50 ans, ça se fête ! Et pour se faire, le bâtiment des archives municipales de Rennes ouvre grand ses portes au public à l’occasion des Journées Européennes du Patrimoine, samedi 21 et dimanche 22 septembre 2019. Dans une ambiance festive, une découverte inattendue du bâtiment sera proposée par le collectif Rennais Vitrines en cours, installations et projections d’images argentiques. Entretien avec le co-fondateur, Nicolas David.
Que cache ce bloc de béton aux ornières semblables aux meurtrières des châteaux forts du Moyen-âge – pour une question de conservation -, situé au 18 avenue Jules Ferry à Rennes ? Aussi original qu’imposant, le bâtiment des archives municipales de Rennes recèle la mémoire de la capitale bretonne. À l’heure où il souffle ses 50 bougies, le temps est venu de donner une nouvelle forme aux Journées Européennes du Patrimoine et de valoriser autant l’intérieur que l’extérieur… Le co-fondateur du collectif Vitrines en cours, Nicolas David parle du projet.
« Nous avons deux types de travaux ; l’habillage d’espace où nous travaillons en live, au feeling, sans répétition.
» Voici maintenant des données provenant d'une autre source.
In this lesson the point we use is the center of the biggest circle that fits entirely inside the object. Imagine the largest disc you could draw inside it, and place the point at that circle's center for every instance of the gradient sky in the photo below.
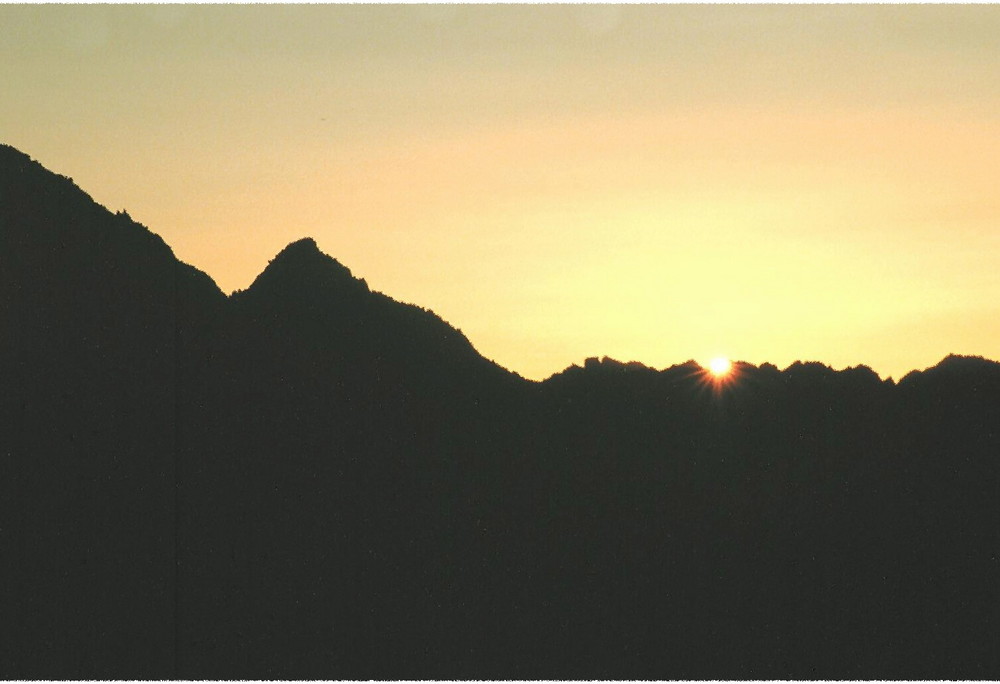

Nous avons également une partie création où nous travaillons avec des musiciens, une danseuse par exemple. Pour ce deuxième volet de notre production, nous passons du temps en résidence de création. Nous utilisons toujours notre matière argentique, mais ce n’est pas du tout le même travail », Chris Raclet lors de l’entretien réalisé pour Unidivers en mars 2018
Unidivers – À l’ère de la création numérique, qu’est-ce qui vous intéresse dans l’utilisation de matières analogiques que l’on ne retrouve pas forcément dans les nouvelles technologies ?
Nicolas David – La démarche est plus artisanale. Nous mélangeons les images récupérées à droite et à gauche et les images contemporaines ou prises de vues originales. Nous aimons manipuler la matière argentique, aussi bien le film en lui-même que le matériel. Changer les objectifs ou bouger les projecteurs permet de multiples points de vue.
Sur une installation comme le cinquantenaire du bâtiment des Archives Municipales de Rennes, on multiplie les points de projections. Une quinzaine de projecteurs seront utilisés – diapositives 16 mm principalement. Ils permettent ainsi d’habiller l’espace et de projeter les images sur différents murs et supports.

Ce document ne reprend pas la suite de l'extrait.